I have to say that I probably wouldn't have bought this book had it not been for an online reader friend who raved about it (thanks, Trish),  and that would have been a shame. There's only a couple of niggly things that I didn't care for. First comes the gushing descriptions of love between Joe and Joyce (okay -- we get it -- but not every time), and there was one spot when the team went to Poughkeepsie (p. 257) and the author notes the following in talking about where they were staying:
"In command of the cookhouse was the imposing figure of Evanda May Calimar, a lady of color and, as it would turn out, an awe-inspiring cook."
The fact that the cook was "a lady of color" has absolutely zero bearing on anything here at all. This kind of usage is one of my all-time biggest pet peeves that really rankles.  But in the big scheme of things, looking at the overall picture, I was really into this book, the research was extremely impressive, and The Boys in the Boat turned out to be one of the best reads of this year for me.  I've added it to the book group lineup to fill November's slot.   I HIGHLY recommend this book -- it's so good that I hated every second I wasn't reading it.

Friday, February 21, 2014

People Who Eat Darkness: The True Story of a Young Woman Who Vanished From the Streets of Tokyo -- And the Evil That Swallowed Her Up, by Richard Lloyd Parry

9780374230593
Farrar, Straus and Giroux, 2012
464 pp

paperback


I'm not a huge fan of the run-of-the-mill true crime genre with all of the gory details hashed out for reader titillation.  To me it's the stuff of tabloids, sleazy, sordid, and quick-to-press exploitation, designed to appeal to a voyeuristic audience.  So when I come across a journalist whose writing isn't motivated by the sensational, or who has taken years to research his subject before publishing, I'm generally not disappointed.
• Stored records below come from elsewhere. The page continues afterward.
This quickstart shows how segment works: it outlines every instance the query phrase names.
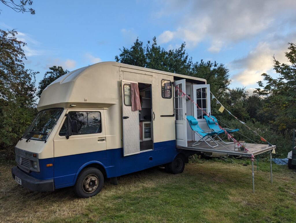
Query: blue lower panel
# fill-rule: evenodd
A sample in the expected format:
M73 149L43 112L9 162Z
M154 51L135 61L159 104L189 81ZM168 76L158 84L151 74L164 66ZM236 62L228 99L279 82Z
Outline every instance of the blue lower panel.
M99 163L107 177L118 177L171 162L178 153L174 140L154 144L153 150L124 157L122 148L56 157L54 159L56 188L72 186L86 166Z
M77 171L86 163L97 161L105 165L106 157L104 150L55 157L55 186L73 183Z

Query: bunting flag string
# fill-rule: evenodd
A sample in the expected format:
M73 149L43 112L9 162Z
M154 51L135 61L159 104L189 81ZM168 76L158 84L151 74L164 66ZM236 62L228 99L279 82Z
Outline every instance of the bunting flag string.
M236 117L235 116L234 116L234 115L233 115L232 114L231 114L231 113L227 109L226 109L226 108L225 108L222 105L222 104L221 104L220 102L218 100L218 99L217 99L217 98L216 97L215 97L215 96L214 96L214 94L213 94L213 93L212 93L211 92L211 94L212 94L212 96L213 97L214 97L214 98L216 99L216 100L217 100L216 102L216 105L218 105L218 104L219 104L221 105L221 107L220 107L220 108L219 108L219 110L218 110L219 112L220 112L222 113L222 112L223 112L223 111L224 111L224 110L226 110L228 112L228 113L229 113L229 114L230 114L232 116L233 116L236 119L237 119L237 120L239 121L241 123L242 123L242 124L243 124L244 125L244 126L245 126L249 129L250 129L250 130L251 130L252 131L254 132L254 133L255 133L255 134L256 134L259 137L260 137L260 139L261 140L261 141L262 141L263 142L266 142L267 144L268 144L268 145L269 145L270 146L271 146L271 145L271 145L271 144L268 142L266 140L266 139L265 139L264 138L263 138L263 137L262 137L262 136L261 136L259 134L258 134L257 132L256 132L256 131L254 131L254 130L253 130L253 129L251 129L251 128L250 128L250 127L249 127L246 124L246 123L245 123L244 122L242 121L241 121L240 120L239 120L239 119L238 118L237 118L237 117ZM223 108L223 109L222 108ZM221 111L221 110L222 110L222 111Z
M177 91L178 91L178 95L180 95L180 94L181 94L181 97L186 97L190 101L194 103L196 105L197 107L199 109L200 109L202 111L203 113L205 115L206 115L208 117L211 118L213 121L215 123L215 124L216 125L218 126L219 127L220 129L221 129L221 130L223 130L223 131L224 131L224 133L225 133L225 134L226 134L227 136L227 138L228 139L229 139L229 140L231 139L233 141L233 142L235 145L236 144L236 143L237 143L237 146L238 147L242 147L242 148L243 148L245 152L246 153L248 152L251 153L251 160L252 161L254 161L254 160L255 160L255 157L253 155L253 154L252 153L251 153L250 151L248 149L247 147L246 147L245 146L244 146L242 144L241 144L239 142L238 142L237 140L236 140L236 139L234 139L234 137L233 136L232 136L230 134L227 132L227 131L224 129L223 129L223 128L222 128L222 127L221 127L221 126L220 125L219 125L219 124L218 124L218 123L215 121L215 120L214 119L214 118L212 118L212 117L210 117L210 115L208 114L207 114L207 113L203 109L202 109L200 107L200 106L198 106L198 105L197 105L197 104L195 102L194 102L194 101L193 101L193 100L191 98L190 98L190 97L189 97L188 95L187 95L186 94L185 94L185 93L184 93L184 92L182 91L182 90L181 90L181 89L180 89L180 88L179 88L176 86L175 86L175 90L176 92ZM217 100L218 101L218 100ZM221 103L220 103L220 104L221 104ZM223 106L222 106L221 107L222 107L224 108L224 107L223 107ZM227 110L227 109L225 109L226 110L227 110L227 111L228 111L228 110ZM223 109L223 110L224 110L224 109Z

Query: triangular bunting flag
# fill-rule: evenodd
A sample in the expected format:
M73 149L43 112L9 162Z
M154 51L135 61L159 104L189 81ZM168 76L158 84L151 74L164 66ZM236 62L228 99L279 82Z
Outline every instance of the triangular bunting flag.
M263 139L261 137L260 137L260 139L261 139L261 141L263 141L263 142L266 142L266 140L264 139Z
M223 113L223 111L224 110L224 107L223 107L223 105L221 105L221 107L220 107L220 108L219 108L219 110L218 110L221 113Z

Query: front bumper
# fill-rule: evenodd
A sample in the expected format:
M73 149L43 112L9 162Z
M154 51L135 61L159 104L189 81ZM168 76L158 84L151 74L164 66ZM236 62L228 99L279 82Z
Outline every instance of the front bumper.
M22 186L30 190L33 191L53 191L54 190L53 179L39 180L29 176L23 172L17 166L11 169L11 173L14 179L15 176L22 180Z

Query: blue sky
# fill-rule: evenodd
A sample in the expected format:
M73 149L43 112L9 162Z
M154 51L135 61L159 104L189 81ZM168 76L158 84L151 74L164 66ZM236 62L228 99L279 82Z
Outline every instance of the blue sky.
M155 36L166 49L186 42L194 62L223 63L231 87L251 90L262 73L276 76L272 56L287 62L287 44L296 43L295 0L33 2L34 15L0 5L0 28L16 29L27 43L26 67L40 72L37 82L49 67L113 61L137 37L146 45Z

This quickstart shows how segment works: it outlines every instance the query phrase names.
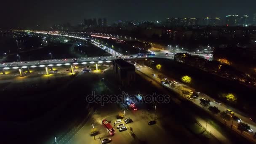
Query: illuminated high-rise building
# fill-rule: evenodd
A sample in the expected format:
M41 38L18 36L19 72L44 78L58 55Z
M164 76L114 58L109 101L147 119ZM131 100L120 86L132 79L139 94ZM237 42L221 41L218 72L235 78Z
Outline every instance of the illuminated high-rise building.
M238 24L238 15L231 15L226 16L227 26L236 26Z
M249 16L247 15L244 15L241 17L240 24L241 25L244 27L247 27L248 26Z
M253 24L256 26L256 13L253 14Z
M98 25L100 27L102 26L102 20L101 19L98 19Z
M103 26L107 27L107 19L106 18L103 19Z

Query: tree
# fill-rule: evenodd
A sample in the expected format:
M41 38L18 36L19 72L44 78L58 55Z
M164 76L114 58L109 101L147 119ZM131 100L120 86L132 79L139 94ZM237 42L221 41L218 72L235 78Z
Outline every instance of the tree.
M220 111L218 107L210 107L208 108L209 110L214 114L217 114L220 112Z
M231 117L228 115L225 111L221 112L221 117L227 121L229 121L231 119Z
M200 104L202 105L203 107L206 107L210 105L210 101L203 99L200 99Z
M248 130L250 129L250 126L247 123L243 123L240 122L238 123L238 125L237 125L237 129L241 131L241 133L243 131L248 131Z
M186 75L181 78L181 80L186 83L191 83L191 77L190 77Z
M91 130L91 136L96 136L97 135L99 131L96 128L92 128Z
M230 102L236 102L237 100L237 98L232 93L228 93L226 96L227 100Z

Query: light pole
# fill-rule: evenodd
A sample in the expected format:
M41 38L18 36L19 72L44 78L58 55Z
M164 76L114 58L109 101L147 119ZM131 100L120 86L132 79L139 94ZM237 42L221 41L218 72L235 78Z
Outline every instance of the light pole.
M207 123L208 123L208 121L206 120L206 126L205 126L205 131L207 131Z
M169 51L171 51L171 45L168 45L169 46Z
M53 55L52 54L51 54L51 53L49 53L49 54L50 54L51 55L51 60L53 60Z
M19 57L19 60L20 62L21 61L21 57L20 57L20 56L19 54L17 54L17 56L18 56L18 57Z
M94 133L94 125L93 125L93 124L92 124L92 125L93 126L93 137L94 137L94 140L95 140L95 134Z
M157 105L155 105L155 110L157 109Z
M123 118L124 121L125 121L125 110L123 111Z

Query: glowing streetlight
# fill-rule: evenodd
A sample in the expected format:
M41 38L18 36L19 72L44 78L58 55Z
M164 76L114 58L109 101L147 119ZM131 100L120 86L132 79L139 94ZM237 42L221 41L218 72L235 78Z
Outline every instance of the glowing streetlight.
M125 121L125 111L124 110L123 111L123 117L124 117L124 120Z
M52 60L53 60L53 55L52 55L52 54L51 53L49 53L49 54L50 54L51 55L51 60L52 61Z
M19 57L19 61L21 61L21 57L20 57L20 56L19 54L17 54L17 56L18 57Z
M169 46L169 51L171 51L171 45L168 45Z
M92 126L93 126L93 131L94 133L94 125L93 125L93 124L92 124ZM95 140L95 135L94 134L94 133L93 133L93 136L94 137L94 140Z

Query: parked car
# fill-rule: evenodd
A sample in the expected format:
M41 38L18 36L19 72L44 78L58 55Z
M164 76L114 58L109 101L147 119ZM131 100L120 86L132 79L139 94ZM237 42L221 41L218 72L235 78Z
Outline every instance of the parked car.
M241 120L239 118L238 118L238 117L235 116L235 115L232 115L232 118L233 119L233 120L237 121L238 123L240 123L242 121L242 120Z
M133 120L130 117L128 117L125 119L125 123L132 123L133 122Z
M119 131L123 131L127 130L127 128L126 126L123 126L119 128Z
M215 103L216 103L216 104L219 104L219 105L221 105L221 103L220 102L219 102L219 101L216 101L216 100L214 100L214 101L213 101L213 102L214 102Z
M120 124L118 125L117 125L117 128L118 128L118 129L124 126L125 126L125 125L121 123Z
M227 111L227 112L228 112L228 113L230 113L230 114L231 114L231 115L234 115L234 112L232 112L232 111L231 110L230 110L230 109L227 109L226 110L226 111Z
M101 144L104 144L108 143L109 142L111 142L111 141L112 141L112 140L110 138L103 139L101 141Z
M115 122L115 123L115 123L115 124L117 124L117 123L122 123L122 120L117 119L117 120L116 120Z

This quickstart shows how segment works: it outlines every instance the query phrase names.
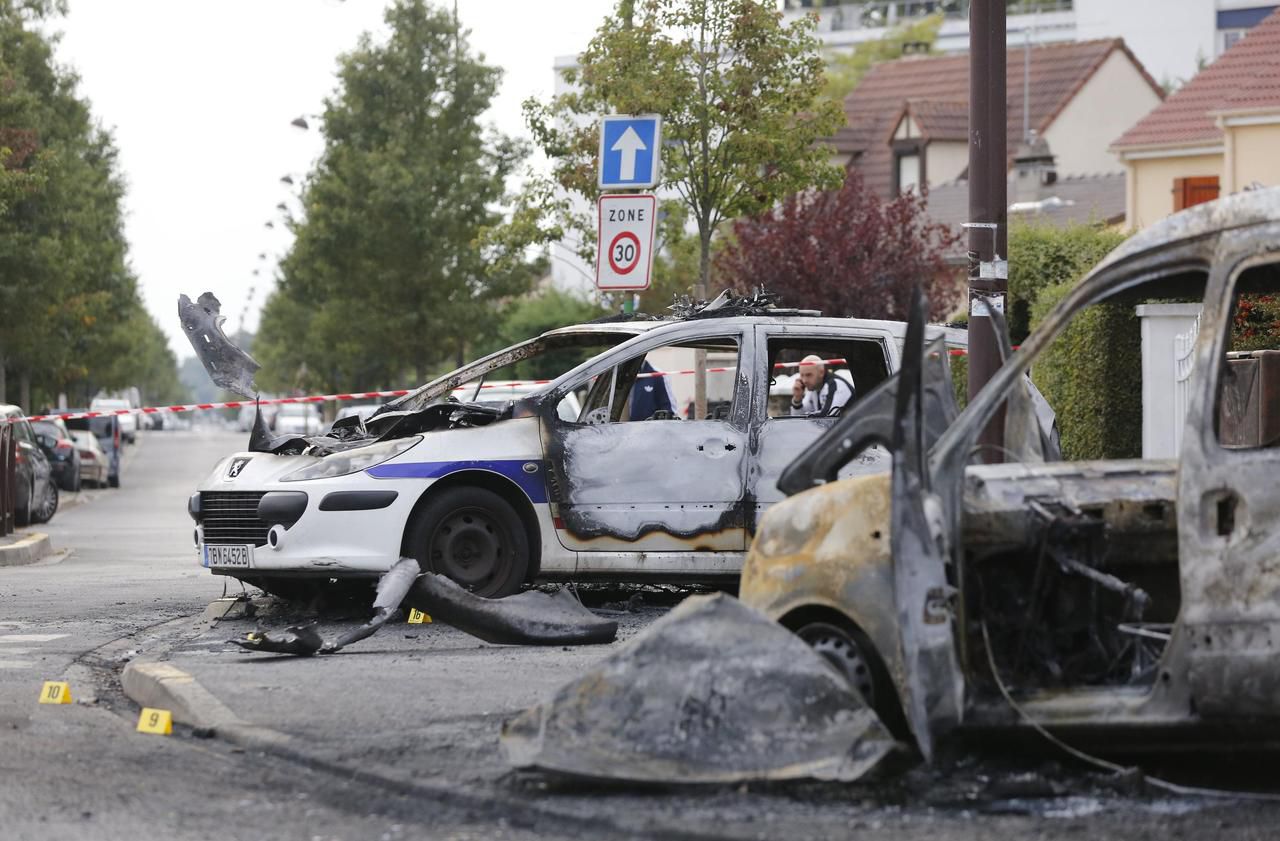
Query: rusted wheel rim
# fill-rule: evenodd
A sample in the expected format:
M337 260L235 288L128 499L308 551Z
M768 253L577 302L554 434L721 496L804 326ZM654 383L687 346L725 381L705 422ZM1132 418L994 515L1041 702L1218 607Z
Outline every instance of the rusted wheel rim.
M826 657L827 662L852 684L868 707L876 708L876 682L872 678L872 669L847 631L826 622L814 622L800 629L797 636L814 652Z
M498 520L481 508L460 508L431 535L431 567L475 590L499 576L511 541Z

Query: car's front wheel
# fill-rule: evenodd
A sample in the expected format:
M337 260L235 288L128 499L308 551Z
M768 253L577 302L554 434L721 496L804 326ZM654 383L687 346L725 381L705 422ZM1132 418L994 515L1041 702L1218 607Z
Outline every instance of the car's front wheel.
M45 485L45 497L40 501L32 511L32 520L35 522L49 522L58 513L58 483L50 480Z
M35 511L35 508L36 508L35 502L36 502L36 483L35 483L35 480L32 480L32 483L31 483L31 490L27 492L27 504L26 506L15 506L14 509L13 509L13 521L14 521L14 525L18 525L18 526L29 526L31 525L31 512Z
M449 488L428 501L408 545L424 570L485 598L518 593L529 572L529 535L520 515L484 488Z

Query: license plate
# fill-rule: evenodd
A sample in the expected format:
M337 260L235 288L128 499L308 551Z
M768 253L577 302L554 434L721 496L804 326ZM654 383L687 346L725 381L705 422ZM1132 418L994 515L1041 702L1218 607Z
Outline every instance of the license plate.
M253 566L253 547L244 545L209 545L205 544L206 567L243 567Z

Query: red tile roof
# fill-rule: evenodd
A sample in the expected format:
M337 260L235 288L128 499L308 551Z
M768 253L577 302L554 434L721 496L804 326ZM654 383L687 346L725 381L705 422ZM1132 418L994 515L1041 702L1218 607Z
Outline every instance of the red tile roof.
M1120 136L1112 148L1216 143L1221 111L1280 108L1280 10Z
M1009 109L1009 152L1023 137L1023 60L1027 47L1010 47L1006 54ZM1030 47L1030 127L1039 133L1061 113L1071 97L1115 50L1142 70L1152 90L1160 91L1142 64L1120 38L1051 44ZM893 154L890 133L909 104L928 102L931 116L947 140L968 140L969 56L940 55L886 61L870 69L845 97L846 128L832 138L837 151L851 155L867 184L888 197L892 191ZM946 104L942 106L942 104ZM964 111L963 132L956 136L956 118ZM925 118L928 120L929 118ZM941 137L940 137L941 140Z
M931 141L969 142L969 104L946 100L908 100L906 109L920 128L920 136ZM895 124L890 127L892 132Z

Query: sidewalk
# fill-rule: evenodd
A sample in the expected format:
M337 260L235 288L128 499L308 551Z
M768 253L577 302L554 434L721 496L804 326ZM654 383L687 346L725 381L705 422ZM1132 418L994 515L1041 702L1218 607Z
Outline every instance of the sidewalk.
M0 567L19 567L54 554L49 535L40 531L15 531L0 538Z

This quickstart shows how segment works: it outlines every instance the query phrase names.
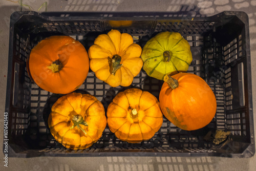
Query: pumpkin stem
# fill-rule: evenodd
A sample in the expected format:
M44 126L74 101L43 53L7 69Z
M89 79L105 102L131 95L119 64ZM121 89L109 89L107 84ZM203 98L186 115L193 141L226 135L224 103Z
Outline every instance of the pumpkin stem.
M122 64L120 64L121 57L118 55L115 55L112 58L108 57L108 59L109 59L110 73L115 75L116 71L123 66Z
M58 72L60 71L63 68L63 65L59 60L56 60L52 62L50 66L47 66L47 67L52 70L52 72Z
M138 123L139 113L137 112L137 110L136 109L133 109L132 110L132 112L130 113L130 117L132 119L133 119L134 123Z
M178 80L172 78L168 74L166 74L163 77L163 80L164 82L166 82L168 84L168 86L169 86L169 87L173 90L179 87L179 82L178 82Z
M86 122L83 120L83 118L82 118L82 117L81 116L80 116L80 115L78 115L78 116L75 115L75 116L74 116L73 117L73 118L72 118L72 121L73 121L73 123L74 123L74 125L70 128L70 130L73 129L75 127L77 126L77 127L79 129L80 129L81 130L82 130L82 131L84 133L85 135L87 134L87 133L84 131L84 130L83 130L79 125L79 124L81 124L83 125L84 126L88 126L88 124L87 124L87 122Z
M169 52L167 51L164 51L163 52L163 57L164 58L164 62L169 62L170 60L170 57L173 56L173 53L172 52Z

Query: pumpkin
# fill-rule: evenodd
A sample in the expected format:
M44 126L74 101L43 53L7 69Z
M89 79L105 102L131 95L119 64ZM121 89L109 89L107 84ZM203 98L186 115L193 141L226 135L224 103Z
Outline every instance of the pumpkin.
M108 108L110 131L122 141L137 143L152 138L163 122L159 102L146 91L133 88L118 93Z
M55 140L66 148L84 149L101 136L106 125L104 108L96 97L72 93L52 107L48 125Z
M133 21L131 20L110 20L110 25L114 28L124 27L132 26Z
M89 59L78 41L67 36L52 36L33 48L27 66L30 78L41 89L68 94L86 79Z
M130 35L112 30L99 35L89 48L91 69L113 87L129 86L142 68L141 50Z
M199 76L180 73L166 75L159 95L161 109L175 125L187 131L207 125L216 112L215 96Z
M186 71L192 61L190 46L179 33L158 33L147 41L141 59L143 70L152 77L163 80L166 74Z

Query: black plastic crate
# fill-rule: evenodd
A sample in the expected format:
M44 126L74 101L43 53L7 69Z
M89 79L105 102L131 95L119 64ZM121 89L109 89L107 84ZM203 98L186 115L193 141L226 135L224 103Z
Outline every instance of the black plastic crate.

Such is the case with People Who Eat Darkness, a very intelligently-written book that moves far afield of the usual mish-mash of true crime.  The book is about the disappearance of a young woman, Lucie Blackman, a young woman from the UK who worked Tokyo in a small club as a hostess, left on a drive to the seaside with a man, and was never seen alive again.  While this description  sounds like it could be fodder for a true-crime writer, there is so much more to this book than any average crime writer would even attempt.  As Parry leads the reader through this compelling story,  you begin to see that he's forming an intensely cogent account not just of an horrific crime, but an exploration of  cultures within a culture, families, Japan's legal and justice system, its history, and the conflicts that arose because of this case.  Although its page count nearly reaches the 500 mark, it moves very quickly, and it's another one of those books I stayed up to read because I couldn't put it down.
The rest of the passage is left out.